My sister and I moved around a lot while growing up in the 1950s and 1960s, but wherever we lived it was Kidland, either as part of a mob of kids running up and down the middle of our suburban streets, or in packs roaming the woods, or scattered in hordes over the vast plains of school playgrounds. Kidland was great. It was great because there were no adults. It was beyond fantastic because we were all fueled by our imaginations. Television rocket-fueled our little minds, jazzing our kiddie dramas and kicking those dreams into orbit.
A few years down the timeline, during the black-and-white Beverly Hillbillies era, we could be seen in backyards playing astronauts pretending we were Alan Shepard or John Glenn with cheap white plastic helmets on our heads. After that most of my efforts to fly were in my head and inspired by the philosophy of science fiction, especially the grand master, Robert A. Heinlein. Then the I Dream of Jeannie and Bewitched magic charmed us.

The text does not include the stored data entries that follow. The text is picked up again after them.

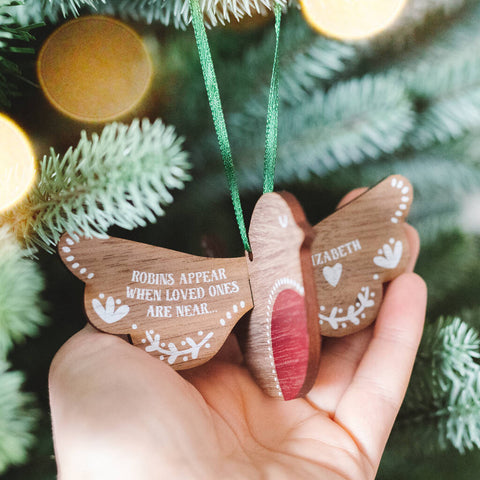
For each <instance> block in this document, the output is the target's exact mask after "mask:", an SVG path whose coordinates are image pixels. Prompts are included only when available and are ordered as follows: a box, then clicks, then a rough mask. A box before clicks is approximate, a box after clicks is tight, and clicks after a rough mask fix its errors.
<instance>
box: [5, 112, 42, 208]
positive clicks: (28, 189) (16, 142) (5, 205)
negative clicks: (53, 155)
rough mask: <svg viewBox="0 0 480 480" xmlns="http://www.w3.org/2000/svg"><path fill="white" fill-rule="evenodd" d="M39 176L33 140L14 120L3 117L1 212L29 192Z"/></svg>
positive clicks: (9, 118)
mask: <svg viewBox="0 0 480 480" xmlns="http://www.w3.org/2000/svg"><path fill="white" fill-rule="evenodd" d="M35 175H36V169H35V155H34V152H33V148H32V145H31V143H30V140H29V139H28V137H27V135H25V133H24V132H23V130H22V129H21V128H20V127H19V126H18V125H17V124H16V123H15V122H14V121H13V120H11V119H10V118H8V117H6V116H5V115H2V114H0V212H1V211H3V210H6V209H7V208H9V207H12V206H13V205H14V204H15V203H16V202H18V201H19V200H20V199H21V198H22V197H23V196H24V195H25V194H26V193H27V192H28V190H29V189H30V187H31V185H32V183H33V181H34V179H35Z"/></svg>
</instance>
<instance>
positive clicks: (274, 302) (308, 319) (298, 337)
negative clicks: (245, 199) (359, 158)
mask: <svg viewBox="0 0 480 480" xmlns="http://www.w3.org/2000/svg"><path fill="white" fill-rule="evenodd" d="M249 238H250V244H251V247H252V255H251V256H250V255H247V263H248V271H249V275H250V285H251V288H252V296H253V302H254V309H253V310H252V312H251V314H250V318H249V319H248V321H247V322H245V323H244V321H243V320H242V322H241V325H242V326H243V327H245V329H246V331H245V332H244V338H243V342H242V343H243V349H244V354H245V359H246V363H247V365H248V367H249V369H250V371H251V373H252V374H253V376H254V377H255V379H256V381H257V383H258V384H259V385H260V386H261V387H262V388H263V390H264V391H265V392H266V393H268V394H269V395H270V396H274V397H277V398H283V399H285V400H290V399H293V398H297V397H301V396H303V395H305V394H306V393H308V391H309V390H310V388H311V387H312V385H313V383H314V381H315V379H316V375H317V371H318V363H319V355H320V333H319V324H318V317H317V315H318V305H317V302H316V294H315V284H314V281H313V271H312V264H311V259H310V258H311V253H310V243H311V241H312V238H313V231H312V229H311V226H310V225H309V224H308V223H307V221H306V219H305V216H304V213H303V210H302V208H301V207H300V205H299V204H298V202H297V201H296V200H295V198H294V197H293V196H292V195H290V194H287V193H281V194H278V193H267V194H265V195H263V196H262V197H261V198H260V200H259V201H258V202H257V205H256V206H255V209H254V212H253V215H252V220H251V224H250V229H249Z"/></svg>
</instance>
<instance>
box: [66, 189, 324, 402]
mask: <svg viewBox="0 0 480 480" xmlns="http://www.w3.org/2000/svg"><path fill="white" fill-rule="evenodd" d="M312 238H313V231H312V230H311V227H310V226H309V225H308V223H307V222H306V220H305V217H304V214H303V211H302V209H301V207H300V205H299V204H298V202H297V201H296V200H295V198H294V197H293V196H292V195H289V194H286V193H267V194H264V195H263V196H262V197H261V198H260V200H259V201H258V203H257V205H256V207H255V210H254V212H253V217H252V223H251V227H250V239H251V241H252V256H250V255H249V254H247V255H246V257H240V258H208V257H198V256H194V255H188V254H185V253H181V252H176V251H174V250H168V249H165V248H161V247H154V246H151V245H145V244H142V243H137V242H132V241H128V240H122V239H119V238H113V237H110V238H107V239H97V238H92V239H86V238H79V237H77V236H75V235H68V234H65V235H63V236H62V238H61V240H60V242H59V245H58V251H59V254H60V256H61V258H62V260H63V261H64V263H65V264H66V266H67V267H68V268H69V270H70V271H71V272H72V273H73V274H74V275H76V276H77V277H78V278H80V279H81V280H82V281H83V282H85V284H86V288H85V300H84V304H85V311H86V314H87V317H88V318H89V320H90V322H91V323H92V324H93V325H94V326H95V327H96V328H98V329H99V330H101V331H103V332H107V333H112V334H117V335H118V334H127V335H128V336H129V337H130V339H131V342H132V343H133V344H134V345H136V346H137V347H139V348H142V349H143V350H145V351H146V352H147V353H149V354H151V355H154V356H156V357H158V358H159V359H160V360H161V361H164V362H166V363H168V364H169V365H171V366H172V367H173V368H175V369H178V370H181V369H186V368H192V367H196V366H198V365H201V364H203V363H205V362H206V361H207V360H209V359H210V358H212V357H213V356H214V355H215V354H216V353H217V352H218V350H219V349H220V347H221V346H222V345H223V343H224V342H225V340H226V338H227V336H228V335H229V334H230V332H231V330H232V328H233V327H234V325H235V324H236V323H237V322H238V320H239V319H240V318H241V317H243V316H244V315H245V314H246V313H247V312H249V311H250V310H252V308H253V311H252V314H251V317H250V321H249V322H248V325H249V326H248V328H247V335H246V338H245V348H246V358H247V362H248V364H249V365H250V367H251V371H252V373H253V375H254V377H255V378H256V379H257V381H258V383H259V384H260V385H261V386H262V388H263V389H264V390H265V391H266V392H267V393H268V394H270V395H274V396H276V397H281V398H284V399H286V400H289V399H291V398H296V397H297V396H301V395H303V394H305V393H306V392H307V391H308V390H309V388H310V386H311V384H312V382H313V380H314V378H315V374H316V370H317V367H318V361H319V344H320V333H319V325H318V319H317V312H318V307H317V305H316V296H315V284H314V278H313V270H312V265H311V261H310V249H309V244H310V243H311V241H312ZM254 302H255V305H254Z"/></svg>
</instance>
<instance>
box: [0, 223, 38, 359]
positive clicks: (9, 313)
mask: <svg viewBox="0 0 480 480" xmlns="http://www.w3.org/2000/svg"><path fill="white" fill-rule="evenodd" d="M26 253H27V252H26V251H25V250H22V249H21V248H20V246H19V245H18V243H17V241H16V239H15V237H14V236H13V234H11V233H10V232H9V231H8V229H7V228H6V227H5V226H4V227H0V358H6V355H7V353H8V351H9V350H10V348H11V347H12V345H13V343H17V342H21V341H23V340H24V339H25V338H26V337H30V336H33V335H36V334H37V332H38V329H39V327H40V326H42V325H45V324H46V323H47V318H46V316H45V315H44V313H43V308H42V307H43V302H42V300H41V292H42V290H43V287H44V280H43V277H42V275H41V273H40V271H39V269H38V267H37V264H36V263H35V262H33V261H32V260H30V259H28V258H26Z"/></svg>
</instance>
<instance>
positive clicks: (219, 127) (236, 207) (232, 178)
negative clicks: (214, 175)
mask: <svg viewBox="0 0 480 480" xmlns="http://www.w3.org/2000/svg"><path fill="white" fill-rule="evenodd" d="M189 1H190V12H191V14H192V24H193V30H194V32H195V40H196V42H197V48H198V54H199V57H200V64H201V66H202V72H203V78H204V81H205V87H206V90H207V96H208V102H209V104H210V110H211V111H212V118H213V124H214V126H215V132H216V134H217V138H218V144H219V146H220V153H221V155H222V159H223V165H224V168H225V174H226V177H227V182H228V187H229V189H230V195H231V198H232V203H233V209H234V212H235V218H236V220H237V224H238V228H239V230H240V236H241V238H242V242H243V246H244V248H245V250H246V251H247V252H251V248H250V243H249V241H248V235H247V229H246V227H245V220H244V216H243V209H242V204H241V201H240V192H239V190H238V181H237V174H236V171H235V167H234V164H233V157H232V151H231V148H230V141H229V139H228V133H227V127H226V124H225V116H224V114H223V108H222V102H221V100H220V92H219V89H218V83H217V77H216V75H215V68H214V66H213V61H212V55H211V53H210V46H209V44H208V38H207V32H206V31H205V25H204V23H203V13H202V9H201V8H200V4H199V0H189ZM274 12H275V34H276V43H275V57H274V62H273V69H272V78H271V82H270V93H269V97H268V111H267V127H266V135H265V157H264V168H263V192H264V193H267V192H271V191H273V185H274V177H275V163H276V158H277V130H278V84H279V81H278V44H279V38H280V20H281V13H282V11H281V6H280V5H279V4H275V7H274Z"/></svg>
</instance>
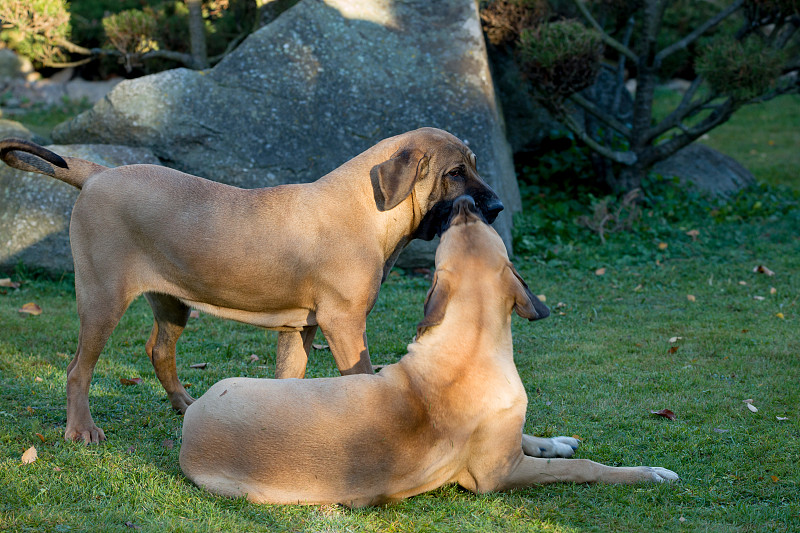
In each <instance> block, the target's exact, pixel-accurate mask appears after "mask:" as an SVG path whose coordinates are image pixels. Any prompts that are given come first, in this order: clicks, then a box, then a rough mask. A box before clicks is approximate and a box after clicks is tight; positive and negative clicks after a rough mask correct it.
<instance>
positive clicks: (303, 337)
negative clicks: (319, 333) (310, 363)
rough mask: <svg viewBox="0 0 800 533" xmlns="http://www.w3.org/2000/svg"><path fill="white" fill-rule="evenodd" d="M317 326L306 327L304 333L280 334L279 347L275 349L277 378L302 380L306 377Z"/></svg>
mask: <svg viewBox="0 0 800 533" xmlns="http://www.w3.org/2000/svg"><path fill="white" fill-rule="evenodd" d="M316 332H317V326H306V327H304V328H303V331H280V332H278V345H277V346H276V348H275V377H276V378H278V379H285V378H302V377H305V375H306V365H307V364H308V354H309V352H310V351H311V343H312V342H313V341H314V334H315V333H316Z"/></svg>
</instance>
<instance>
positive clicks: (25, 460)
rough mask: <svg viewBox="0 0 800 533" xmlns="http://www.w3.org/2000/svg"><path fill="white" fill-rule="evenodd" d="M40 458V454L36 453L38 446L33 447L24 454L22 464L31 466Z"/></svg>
mask: <svg viewBox="0 0 800 533" xmlns="http://www.w3.org/2000/svg"><path fill="white" fill-rule="evenodd" d="M38 456H39V454H38V453H36V446H31V447H30V448H28V449H27V450H25V453H23V454H22V464H24V465H29V464H31V463H32V462H34V461H35V460H36V458H37V457H38Z"/></svg>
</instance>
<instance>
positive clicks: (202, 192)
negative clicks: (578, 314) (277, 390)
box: [0, 128, 503, 443]
mask: <svg viewBox="0 0 800 533" xmlns="http://www.w3.org/2000/svg"><path fill="white" fill-rule="evenodd" d="M0 158H2V159H3V161H5V162H6V163H7V164H9V165H10V166H12V167H14V168H18V169H22V170H27V171H31V172H39V173H41V174H45V175H48V176H52V177H55V178H57V179H60V180H62V181H64V182H66V183H69V184H70V185H73V186H74V187H77V188H78V189H81V193H80V195H79V196H78V199H77V201H76V203H75V207H74V210H73V212H72V220H71V222H70V245H71V247H72V254H73V258H74V261H75V291H76V295H77V303H78V314H79V316H80V321H81V326H80V334H79V337H78V349H77V351H76V353H75V357H74V359H73V360H72V362H71V363H70V364H69V367H68V368H67V427H66V432H65V437H66V439H68V440H70V439H75V440H78V439H83V440H84V442H86V443H94V442H98V441H100V440H104V439H105V435H104V433H103V431H102V430H101V429H100V428H98V427H97V426H96V425H95V423H94V421H93V419H92V415H91V413H90V412H89V396H88V394H89V383H90V381H91V379H92V373H93V371H94V366H95V364H96V362H97V359H98V357H99V355H100V352H101V351H102V349H103V346H104V345H105V343H106V341H107V339H108V337H109V335H111V332H112V331H113V330H114V328H115V327H116V325H117V323H118V322H119V320H120V318H121V317H122V315H123V314H124V313H125V310H126V309H127V308H128V305H129V304H130V303H131V301H132V300H133V299H134V298H135V297H136V296H138V295H140V294H142V293H145V294H146V297H147V300H148V301H149V302H150V305H151V307H152V308H153V314H154V316H155V324H154V326H153V331H152V334H151V336H150V339H149V340H148V342H147V345H146V350H147V354H148V356H149V357H150V359H151V361H152V362H153V366H154V367H155V371H156V375H157V376H158V379H159V380H160V381H161V384H162V385H163V386H164V389H165V390H166V391H167V394H168V396H169V399H170V401H171V403H172V406H173V407H174V408H175V409H177V410H179V411H181V412H183V411H184V410H185V409H186V407H187V406H188V405H189V404H191V403H192V401H194V400H193V399H192V397H191V396H189V394H188V393H187V392H186V390H185V389H184V387H183V385H182V384H181V383H180V381H178V377H177V371H176V366H175V343H176V342H177V340H178V337H179V336H180V335H181V333H182V331H183V329H184V327H185V325H186V321H187V319H188V317H189V311H190V309H189V307H190V306H191V307H195V308H197V309H200V310H202V311H205V312H207V313H211V314H214V315H217V316H220V317H224V318H230V319H233V320H238V321H240V322H245V323H248V324H254V325H256V326H262V327H265V328H269V329H277V330H279V331H281V333H279V336H278V346H277V362H276V372H275V374H276V377H303V375H304V373H305V367H306V363H307V357H308V352H309V349H310V347H311V341H312V340H313V338H314V333H315V332H316V328H317V326H319V327H320V328H321V329H322V332H323V333H324V334H325V337H326V338H327V340H328V344H329V345H330V348H331V352H332V353H333V357H334V359H335V360H336V365H337V366H338V367H339V370H340V371H341V373H342V374H353V373H372V371H373V370H372V365H371V363H370V359H369V352H368V350H367V340H366V333H365V329H366V318H367V314H368V313H369V311H370V310H371V309H372V306H373V305H374V303H375V300H376V298H377V296H378V290H379V289H380V286H381V283H382V281H383V280H384V279H385V277H386V276H387V275H388V273H389V270H390V269H391V267H392V265H393V264H394V262H395V260H396V259H397V256H398V255H399V254H400V251H401V250H402V249H403V247H405V246H406V244H408V242H409V241H411V240H412V239H414V238H420V239H431V238H433V237H434V235H435V234H436V233H437V232H439V231H440V229H441V226H442V224H443V223H444V222H446V217H447V216H448V213H449V211H450V207H451V205H452V202H453V200H454V199H455V198H457V197H458V196H460V195H462V194H470V195H472V196H474V197H475V198H476V200H477V202H478V206H479V209H480V211H481V213H482V214H483V216H484V217H485V218H486V219H487V220H488V221H489V222H491V221H493V220H494V219H495V217H496V216H497V214H498V213H499V212H500V210H502V209H503V204H502V203H501V202H500V200H499V198H498V197H497V195H496V194H495V193H494V192H493V191H492V190H491V188H489V186H488V185H487V184H486V183H485V182H484V181H483V180H482V179H481V178H480V176H479V175H478V173H477V170H476V168H475V155H474V154H473V153H472V152H471V151H470V150H469V149H468V148H467V147H466V146H465V145H464V143H462V142H461V141H459V140H458V139H457V138H456V137H454V136H453V135H450V134H449V133H447V132H444V131H441V130H437V129H433V128H424V129H419V130H415V131H411V132H409V133H405V134H403V135H398V136H396V137H391V138H389V139H386V140H384V141H381V142H380V143H378V144H377V145H375V146H374V147H372V148H370V149H369V150H367V151H366V152H364V153H362V154H361V155H359V156H357V157H355V158H353V159H351V160H350V161H348V162H347V163H345V164H344V165H342V166H340V167H339V168H337V169H336V170H334V171H333V172H331V173H329V174H327V175H326V176H324V177H322V178H320V179H319V180H318V181H316V182H314V183H310V184H300V185H282V186H279V187H272V188H265V189H254V190H244V189H239V188H236V187H231V186H228V185H223V184H220V183H216V182H213V181H208V180H205V179H202V178H198V177H195V176H190V175H188V174H184V173H182V172H178V171H177V170H173V169H169V168H165V167H160V166H154V165H130V166H123V167H117V168H107V167H104V166H100V165H96V164H94V163H91V162H89V161H84V160H81V159H76V158H71V157H64V158H61V157H59V156H58V155H56V154H55V153H53V152H51V151H50V150H47V149H45V148H42V147H41V146H38V145H36V144H33V143H29V142H26V141H22V140H18V139H6V140H4V141H0Z"/></svg>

We all desperately wanted the skills of being able to twitch our noses and make wishes come true with the flourish of a TV sound effect. Can anyone doubt why in the epic times of The Monkees, Star Trek and The Time Tunnel we turned in our terry cloth capes for grooving with micrograms? Later on into the 1970s, after growing up with Archie Bunker, we became disciples of Carlos Castaneda, studying the ancient wisdom of the New Age, or wishing for rides with little green guys of the third kind. And don’t forget our cousins the Jesus Freaks, Hari Krishnas and Moonies who chanted about the transformation of Earth into Heaven.
Is it too much to say that the Baby Boomers wanted transcendence? Why weren’t boomer guys satisfied with putting on our Brooks Brothers and dancing the nine-to-five? Why weren’t our sisters, the boomer gals, so unsatisfied with wearing stockings and bras and staying at home to be queens for a day every day with Donna Reid?
There is always reality. Meridith Grey cannot fly or make McDreamy disappear with a twitch of her nose, even though she has a nose that reminds me of Samatha. And are the post-boomer generations any different from the boomers? Hiro is our kind of guy. During Christmas I listened to my nephew, an Iraqi vet, talk fondly of the golden age of television cartoons, waxing nostalgic with his brothers over favorite episodes of The Transformers. I kept my mouth shut and just listened, but I was thinking, no way man, The Flintstones and Jetsons were the golden age of cartoons. Yet, it didn’t go unnoticed that the next generation wanted to fly too.